Carriera “intelletuale” o “operaia”? Secondo l’Ocse, l'Organizzazione per la cooperazione e lo sviluppo economico, 14 posti di lavoro su cento in fabbrica sono minacciati dall'automazione e altri 34 dovranno mutare radicalmente per tenere il passo delle industrie 4.0. Tutto ciò che rimarrà manuale dovrà comunque essere altamente qualificato. In quest'ottica, l'Osservatorio JobPricing ha focalizzato la sua attenzione sui settori e le aziende italiane che offrono le maggiori soddisfazioni retributive a manager e cosiddetti white collar, gli impiegati con funzione di carattere intellettuale.

Nella prima edizione del Salary Ratings, JobPricing rileva che farmaceutica e biotech, oil&gas e banche e servizi finanziari sono le tre industrie che pagano meglio i loro "lavoratori intellettuali", con una retribuzione annua lorda (RAL) che nei primi due casi si aggira sui 44mila euro e nel terzo sui 42mila. Non male, se si considera che la media delle 35 industry mappate è di 35mila euro e che un operaio (quindi fuori dalla popolazione lavorativa osservata) si ferma sotto i 25mila euro. Subito giù dal podio vengono il settore navale e l'automazione. In coda a questa classifica su si trovano invece la ristorazione, il turismo e l'arte/intrattenimento: settori nei quali si fatica a battere la soglia dei 30mila euro.

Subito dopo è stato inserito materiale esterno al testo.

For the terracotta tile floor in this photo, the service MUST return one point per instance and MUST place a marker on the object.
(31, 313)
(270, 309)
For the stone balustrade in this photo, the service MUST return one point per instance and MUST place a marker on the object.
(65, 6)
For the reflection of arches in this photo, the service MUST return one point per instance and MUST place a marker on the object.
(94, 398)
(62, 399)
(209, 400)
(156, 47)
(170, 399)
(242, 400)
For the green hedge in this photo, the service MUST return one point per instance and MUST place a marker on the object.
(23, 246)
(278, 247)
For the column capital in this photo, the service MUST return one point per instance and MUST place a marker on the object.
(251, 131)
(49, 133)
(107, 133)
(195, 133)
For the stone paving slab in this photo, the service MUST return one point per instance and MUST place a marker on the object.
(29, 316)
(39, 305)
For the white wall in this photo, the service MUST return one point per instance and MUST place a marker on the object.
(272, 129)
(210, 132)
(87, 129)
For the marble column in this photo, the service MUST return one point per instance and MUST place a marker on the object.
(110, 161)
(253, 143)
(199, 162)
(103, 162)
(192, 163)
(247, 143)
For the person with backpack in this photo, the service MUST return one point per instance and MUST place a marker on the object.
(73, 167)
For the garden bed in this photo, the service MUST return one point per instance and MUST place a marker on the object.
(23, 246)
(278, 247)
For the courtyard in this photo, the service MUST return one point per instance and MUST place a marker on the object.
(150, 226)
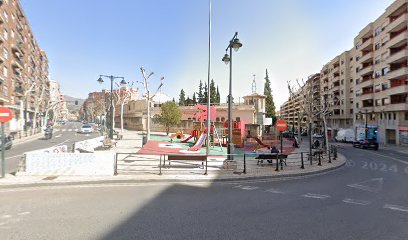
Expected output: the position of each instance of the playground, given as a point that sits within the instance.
(194, 142)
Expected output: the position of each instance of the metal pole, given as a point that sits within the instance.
(229, 147)
(111, 110)
(208, 88)
(3, 163)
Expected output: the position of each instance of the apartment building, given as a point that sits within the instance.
(381, 86)
(24, 85)
(366, 87)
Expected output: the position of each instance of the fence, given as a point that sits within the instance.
(246, 163)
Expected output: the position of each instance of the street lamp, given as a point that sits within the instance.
(233, 44)
(112, 78)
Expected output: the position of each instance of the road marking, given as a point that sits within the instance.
(393, 158)
(355, 201)
(23, 213)
(314, 195)
(246, 187)
(273, 190)
(372, 185)
(396, 207)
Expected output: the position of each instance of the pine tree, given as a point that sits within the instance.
(213, 92)
(269, 104)
(200, 93)
(218, 97)
(194, 99)
(182, 98)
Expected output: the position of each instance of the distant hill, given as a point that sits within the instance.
(71, 103)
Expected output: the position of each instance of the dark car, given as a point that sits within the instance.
(366, 144)
(8, 142)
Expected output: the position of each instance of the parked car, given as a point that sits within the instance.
(86, 128)
(8, 142)
(366, 144)
(345, 135)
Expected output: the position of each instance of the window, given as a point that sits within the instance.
(385, 71)
(377, 31)
(5, 53)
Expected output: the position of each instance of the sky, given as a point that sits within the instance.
(291, 38)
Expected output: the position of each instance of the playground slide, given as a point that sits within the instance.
(187, 139)
(199, 144)
(260, 142)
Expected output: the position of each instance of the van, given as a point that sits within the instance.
(345, 135)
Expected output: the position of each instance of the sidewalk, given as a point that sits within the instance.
(146, 168)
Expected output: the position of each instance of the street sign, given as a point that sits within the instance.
(5, 115)
(281, 125)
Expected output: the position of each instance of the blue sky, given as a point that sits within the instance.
(292, 38)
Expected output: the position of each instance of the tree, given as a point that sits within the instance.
(269, 104)
(218, 97)
(170, 115)
(200, 93)
(194, 99)
(182, 98)
(213, 92)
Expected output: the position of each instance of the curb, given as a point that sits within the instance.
(167, 180)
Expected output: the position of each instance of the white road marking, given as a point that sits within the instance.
(318, 196)
(23, 213)
(396, 207)
(372, 185)
(393, 158)
(356, 201)
(273, 190)
(246, 187)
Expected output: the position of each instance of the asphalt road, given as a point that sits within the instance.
(62, 135)
(367, 199)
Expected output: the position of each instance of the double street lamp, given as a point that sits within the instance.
(123, 82)
(233, 44)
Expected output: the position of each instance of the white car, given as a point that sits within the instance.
(86, 128)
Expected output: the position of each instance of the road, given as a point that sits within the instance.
(367, 199)
(63, 135)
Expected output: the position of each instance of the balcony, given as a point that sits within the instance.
(400, 72)
(397, 40)
(397, 57)
(366, 70)
(367, 44)
(367, 57)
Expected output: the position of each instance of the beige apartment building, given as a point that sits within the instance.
(24, 85)
(368, 84)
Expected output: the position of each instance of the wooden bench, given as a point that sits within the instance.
(272, 156)
(118, 135)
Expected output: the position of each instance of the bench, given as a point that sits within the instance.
(271, 156)
(118, 135)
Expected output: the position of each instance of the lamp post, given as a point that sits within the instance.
(123, 82)
(233, 44)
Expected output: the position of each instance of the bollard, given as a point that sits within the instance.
(160, 164)
(244, 165)
(329, 157)
(320, 159)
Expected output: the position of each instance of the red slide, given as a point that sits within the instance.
(260, 142)
(187, 139)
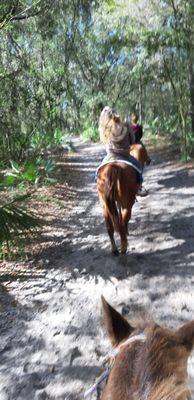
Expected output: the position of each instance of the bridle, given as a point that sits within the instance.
(110, 359)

Giuseppe Guerra, executive director di Spring Professional - la società di The Adecco Group specializzata in middle management - delinea chiaramente come la ricerca di una gratificazione in busta paga non potrà prescindere dal lavoro "di pensiero". "L'automazione industriale, il progresso digitale, la nascita di nuovi servizi spingeranno la crescita di professionalità che sono in genere meglio retribuite rispetto ai lavori manuali. È evidente come la partita sui compensi e i percorsi di carriera si giochino sul terreno della formazione e delle competenze. Non solo hard, ma anche soft".

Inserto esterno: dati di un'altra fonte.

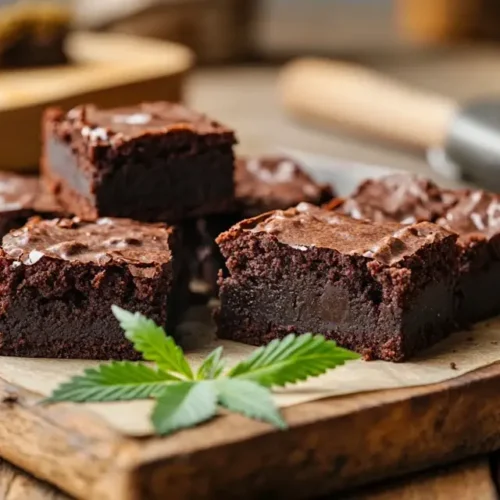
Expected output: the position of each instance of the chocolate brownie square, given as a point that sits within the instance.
(476, 218)
(384, 290)
(397, 198)
(473, 214)
(261, 184)
(33, 33)
(60, 277)
(22, 197)
(153, 162)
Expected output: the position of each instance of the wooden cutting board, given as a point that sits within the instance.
(332, 444)
(107, 69)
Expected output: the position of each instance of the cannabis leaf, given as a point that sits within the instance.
(184, 404)
(212, 366)
(152, 342)
(250, 399)
(118, 381)
(291, 360)
(183, 398)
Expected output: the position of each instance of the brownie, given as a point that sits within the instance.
(397, 198)
(60, 277)
(33, 34)
(275, 183)
(22, 197)
(384, 290)
(476, 218)
(152, 162)
(473, 214)
(261, 184)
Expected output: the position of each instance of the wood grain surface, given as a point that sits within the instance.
(469, 480)
(332, 444)
(107, 69)
(17, 485)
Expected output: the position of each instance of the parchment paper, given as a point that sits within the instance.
(460, 353)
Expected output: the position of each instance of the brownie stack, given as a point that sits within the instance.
(129, 178)
(134, 202)
(128, 209)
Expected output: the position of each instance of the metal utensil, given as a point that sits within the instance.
(460, 140)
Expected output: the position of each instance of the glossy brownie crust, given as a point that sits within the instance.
(261, 184)
(154, 162)
(59, 279)
(386, 291)
(473, 214)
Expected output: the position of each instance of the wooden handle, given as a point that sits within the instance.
(365, 101)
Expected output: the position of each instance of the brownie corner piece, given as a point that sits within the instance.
(151, 162)
(60, 277)
(384, 290)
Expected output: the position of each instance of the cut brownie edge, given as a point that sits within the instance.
(56, 291)
(150, 174)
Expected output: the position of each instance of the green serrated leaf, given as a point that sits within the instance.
(117, 381)
(212, 366)
(153, 343)
(291, 360)
(250, 399)
(184, 404)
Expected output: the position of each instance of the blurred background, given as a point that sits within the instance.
(226, 57)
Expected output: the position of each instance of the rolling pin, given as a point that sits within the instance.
(372, 104)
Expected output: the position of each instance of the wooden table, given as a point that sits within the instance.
(245, 98)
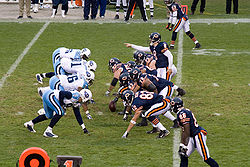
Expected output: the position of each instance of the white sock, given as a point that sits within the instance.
(160, 126)
(83, 126)
(169, 116)
(175, 87)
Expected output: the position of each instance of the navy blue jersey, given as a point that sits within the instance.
(145, 99)
(148, 70)
(123, 67)
(180, 13)
(185, 116)
(160, 83)
(161, 59)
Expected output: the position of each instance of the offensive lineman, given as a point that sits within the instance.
(193, 136)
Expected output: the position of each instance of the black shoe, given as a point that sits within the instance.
(176, 125)
(181, 92)
(117, 16)
(171, 47)
(85, 131)
(154, 130)
(163, 133)
(197, 46)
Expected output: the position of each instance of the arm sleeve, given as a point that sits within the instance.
(174, 17)
(64, 94)
(141, 48)
(170, 58)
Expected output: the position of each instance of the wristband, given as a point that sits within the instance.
(133, 122)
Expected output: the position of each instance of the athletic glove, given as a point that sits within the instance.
(171, 27)
(125, 135)
(167, 27)
(183, 150)
(107, 93)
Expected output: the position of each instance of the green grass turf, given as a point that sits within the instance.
(214, 8)
(227, 134)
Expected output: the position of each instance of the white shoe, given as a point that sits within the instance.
(49, 134)
(39, 78)
(89, 116)
(30, 126)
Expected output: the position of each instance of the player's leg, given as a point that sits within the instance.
(202, 149)
(125, 7)
(151, 8)
(161, 72)
(193, 7)
(186, 28)
(79, 119)
(202, 7)
(117, 8)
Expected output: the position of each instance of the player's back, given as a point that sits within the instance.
(146, 99)
(185, 116)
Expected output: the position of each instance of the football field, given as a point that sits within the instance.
(216, 79)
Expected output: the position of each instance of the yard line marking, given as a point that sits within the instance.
(74, 21)
(176, 137)
(19, 59)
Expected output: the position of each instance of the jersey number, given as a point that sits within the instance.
(68, 163)
(72, 79)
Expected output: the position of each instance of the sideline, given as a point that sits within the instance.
(154, 21)
(19, 59)
(176, 137)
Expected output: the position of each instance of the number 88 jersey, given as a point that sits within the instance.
(145, 99)
(185, 116)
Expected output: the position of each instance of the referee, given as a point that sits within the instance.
(132, 3)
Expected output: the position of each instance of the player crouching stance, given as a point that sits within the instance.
(152, 103)
(193, 136)
(56, 101)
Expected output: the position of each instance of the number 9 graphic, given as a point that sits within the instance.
(34, 157)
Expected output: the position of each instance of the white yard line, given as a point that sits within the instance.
(19, 59)
(154, 21)
(176, 137)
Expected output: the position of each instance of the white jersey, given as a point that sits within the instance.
(72, 82)
(73, 54)
(74, 67)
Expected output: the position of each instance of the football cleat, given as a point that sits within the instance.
(49, 134)
(89, 116)
(181, 92)
(175, 124)
(117, 16)
(197, 46)
(163, 133)
(154, 130)
(85, 131)
(171, 47)
(30, 126)
(39, 78)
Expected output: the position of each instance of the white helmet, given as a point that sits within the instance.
(91, 65)
(86, 95)
(90, 77)
(85, 53)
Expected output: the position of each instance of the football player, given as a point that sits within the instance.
(58, 54)
(152, 103)
(117, 68)
(55, 101)
(163, 57)
(177, 14)
(193, 136)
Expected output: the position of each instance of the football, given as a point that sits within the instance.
(112, 106)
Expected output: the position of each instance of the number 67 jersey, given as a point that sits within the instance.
(185, 116)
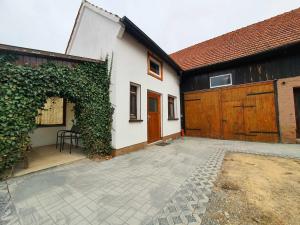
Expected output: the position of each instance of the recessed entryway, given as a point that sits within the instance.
(154, 117)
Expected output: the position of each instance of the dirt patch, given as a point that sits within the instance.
(255, 190)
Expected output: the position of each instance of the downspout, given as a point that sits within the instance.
(277, 108)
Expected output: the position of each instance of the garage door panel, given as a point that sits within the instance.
(233, 127)
(202, 114)
(238, 113)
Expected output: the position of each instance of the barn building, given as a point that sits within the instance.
(244, 85)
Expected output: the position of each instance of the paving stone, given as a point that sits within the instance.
(160, 185)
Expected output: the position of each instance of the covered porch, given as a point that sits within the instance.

L’imperativo è quindi restare aggiornati. World Economic Forum ha rilevato che già oggi un adulto su quattro ammette di avere competenze disallineate rispetto alla propria occupazione. E senza un cambio di passo alla voce della formazione e dell'istruzione, c'è da scommettere che il futuro prossimo esacerberà queste distanze. Alessandro Fiorelli, ceo di JobPricing, riconosce come "le differenze fra il mercato retributivo dei lavori 'intellettuali' e 'manuali' pongono non pochi interrogativi: viene da chiedersi se le trasformazioni tecnologiche che stanno impattando sul mondo del lavoro porteranno ad un progressivo allineamento delle retribuzioni verso l'alto, secondo l'attuale struttura di mercato, oppure se si assisterà ad una progressiva 'svalutazione' dei lavori intellettuali".

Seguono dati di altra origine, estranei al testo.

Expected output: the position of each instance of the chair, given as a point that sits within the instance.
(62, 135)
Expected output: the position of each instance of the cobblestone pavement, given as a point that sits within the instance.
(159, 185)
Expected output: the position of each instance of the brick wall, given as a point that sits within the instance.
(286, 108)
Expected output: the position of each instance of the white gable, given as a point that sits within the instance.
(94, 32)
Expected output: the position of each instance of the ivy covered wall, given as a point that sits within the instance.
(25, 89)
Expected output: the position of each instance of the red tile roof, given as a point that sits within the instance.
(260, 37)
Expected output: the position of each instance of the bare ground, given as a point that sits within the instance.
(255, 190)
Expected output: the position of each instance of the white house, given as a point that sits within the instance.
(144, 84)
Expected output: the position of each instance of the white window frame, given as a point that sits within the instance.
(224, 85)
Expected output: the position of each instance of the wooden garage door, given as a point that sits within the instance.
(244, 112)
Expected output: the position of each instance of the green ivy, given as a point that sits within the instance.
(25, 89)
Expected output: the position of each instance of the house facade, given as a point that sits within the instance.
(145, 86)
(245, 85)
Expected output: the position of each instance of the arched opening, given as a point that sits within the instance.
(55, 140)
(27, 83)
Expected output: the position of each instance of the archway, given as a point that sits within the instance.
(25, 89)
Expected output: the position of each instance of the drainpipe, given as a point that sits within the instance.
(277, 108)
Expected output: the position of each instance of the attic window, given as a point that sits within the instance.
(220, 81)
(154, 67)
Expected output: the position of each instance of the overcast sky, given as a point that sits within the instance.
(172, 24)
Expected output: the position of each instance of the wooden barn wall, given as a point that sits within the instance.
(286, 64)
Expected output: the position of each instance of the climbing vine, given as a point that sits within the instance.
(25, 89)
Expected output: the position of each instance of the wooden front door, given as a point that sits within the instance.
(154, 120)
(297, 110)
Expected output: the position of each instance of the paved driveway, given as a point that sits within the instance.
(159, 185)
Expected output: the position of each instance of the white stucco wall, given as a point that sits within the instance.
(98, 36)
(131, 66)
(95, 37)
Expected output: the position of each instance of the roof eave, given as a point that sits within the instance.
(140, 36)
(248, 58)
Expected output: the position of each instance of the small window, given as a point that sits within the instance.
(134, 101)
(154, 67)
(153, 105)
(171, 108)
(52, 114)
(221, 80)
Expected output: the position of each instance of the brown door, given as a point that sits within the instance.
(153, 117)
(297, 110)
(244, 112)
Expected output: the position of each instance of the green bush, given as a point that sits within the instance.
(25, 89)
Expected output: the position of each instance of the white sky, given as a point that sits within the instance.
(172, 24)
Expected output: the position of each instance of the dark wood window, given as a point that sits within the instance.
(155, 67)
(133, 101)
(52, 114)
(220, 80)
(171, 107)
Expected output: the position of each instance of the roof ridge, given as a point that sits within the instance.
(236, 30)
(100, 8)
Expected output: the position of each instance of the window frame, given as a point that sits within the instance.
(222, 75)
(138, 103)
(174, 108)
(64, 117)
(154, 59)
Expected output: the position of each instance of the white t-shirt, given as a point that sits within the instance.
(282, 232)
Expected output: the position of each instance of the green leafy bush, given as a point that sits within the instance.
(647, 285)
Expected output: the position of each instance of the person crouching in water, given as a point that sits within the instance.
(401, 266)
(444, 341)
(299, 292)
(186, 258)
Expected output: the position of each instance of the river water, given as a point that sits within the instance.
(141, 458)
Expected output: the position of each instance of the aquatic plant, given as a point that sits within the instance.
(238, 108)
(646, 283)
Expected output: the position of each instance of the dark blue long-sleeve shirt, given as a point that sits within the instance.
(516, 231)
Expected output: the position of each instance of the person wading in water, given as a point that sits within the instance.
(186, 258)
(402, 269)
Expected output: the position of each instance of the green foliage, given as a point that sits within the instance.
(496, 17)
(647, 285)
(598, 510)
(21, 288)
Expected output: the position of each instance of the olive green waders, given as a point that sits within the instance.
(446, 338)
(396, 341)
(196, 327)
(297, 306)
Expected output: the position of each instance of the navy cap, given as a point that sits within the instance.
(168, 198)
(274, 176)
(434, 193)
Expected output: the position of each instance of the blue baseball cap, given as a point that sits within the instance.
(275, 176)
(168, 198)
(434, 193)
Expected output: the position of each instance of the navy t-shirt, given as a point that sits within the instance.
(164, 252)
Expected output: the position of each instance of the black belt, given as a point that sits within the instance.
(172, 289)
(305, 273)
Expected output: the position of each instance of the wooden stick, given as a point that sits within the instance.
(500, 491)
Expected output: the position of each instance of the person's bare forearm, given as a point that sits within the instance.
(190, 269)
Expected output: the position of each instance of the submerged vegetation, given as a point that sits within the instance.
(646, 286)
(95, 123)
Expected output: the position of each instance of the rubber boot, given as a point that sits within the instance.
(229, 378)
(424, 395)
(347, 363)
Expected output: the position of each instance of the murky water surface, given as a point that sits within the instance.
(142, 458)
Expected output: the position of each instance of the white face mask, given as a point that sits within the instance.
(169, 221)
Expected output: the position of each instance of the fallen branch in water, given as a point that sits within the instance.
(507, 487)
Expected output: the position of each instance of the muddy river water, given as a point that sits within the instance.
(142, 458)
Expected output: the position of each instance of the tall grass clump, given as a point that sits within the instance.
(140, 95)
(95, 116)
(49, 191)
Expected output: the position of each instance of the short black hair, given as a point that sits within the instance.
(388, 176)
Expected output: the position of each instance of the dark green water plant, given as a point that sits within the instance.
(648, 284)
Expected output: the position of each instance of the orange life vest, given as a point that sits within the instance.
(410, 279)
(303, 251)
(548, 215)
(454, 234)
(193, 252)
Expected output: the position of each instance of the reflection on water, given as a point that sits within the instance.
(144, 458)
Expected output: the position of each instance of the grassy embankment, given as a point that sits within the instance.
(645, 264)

L'automazione ci costringerà a formarci e aggiornarci di più e meglio, ma contribuirà anche ad arricchire i nuovi lavoratori? "Francamente ora è difficile dare risposte", dice Fiorelli. "Ma una cosa è chiara: la progressività della struttura retributiva è destinata ad accentuarsi e a polarizzarsi, con differenze che saranno sempre più significative non solo fra lavori intellettuali e non, ma anche all'interno delle stesse professioni intellettuali".

Per cercare le occasioni professionali economicamente più gratificanti, il rapporto Salary Ratings offre uno spaccato dei migliori pagatori, a seconda del settore d'appartenenza. Fatto 100 euro lo stipendio medio di un lavoratore di intelletto, nel settore degli alimentari e beni di consumo P&G Italia offre un compenso di 112,5 e la Barilla di 110,7. Nei servizi finanziari spiccano Sara Assicurazioni (indice 111,1) e Ubs Italia (108,6), seguiti a stretto giro da UnipolSai (106,9) e Cdp (106,1). Se il sogno è lavorare nella Motor Valley, tra Lamborghini (108,7) e Ducati (105,4) si casca sempre in piedi. Segno che i tedeschi della Volkswagen hanno saputo coltivare i talenti italiani, e non a caso la filiale tricolore del gigante di Wolfsburg è al terzo posto. Nel fertile comparto farmaceutico, spicca il nome italiano della Recordati (105), mentre nell'energia la Edison passata ai francesi (106,3) capeggia un podio chiuso dalle utility municipali A2a (104,5) ed Hera (103,8). Se la Grande distribuzione stagna sotto la media di 100 anche nelle sue punte di diamante (Metro e Carrefour), si sale ben oltre quando si parla di software e Tlc. Nel primo caso, il paradiso degli stipendi è la Microsoft (111,8); nel secondo Cisco Systems Italy (113,9). Infine la moda, vanto nel Made in Italy: i manager e white collar di Luxottica guardano tutti dall'alto (103,9).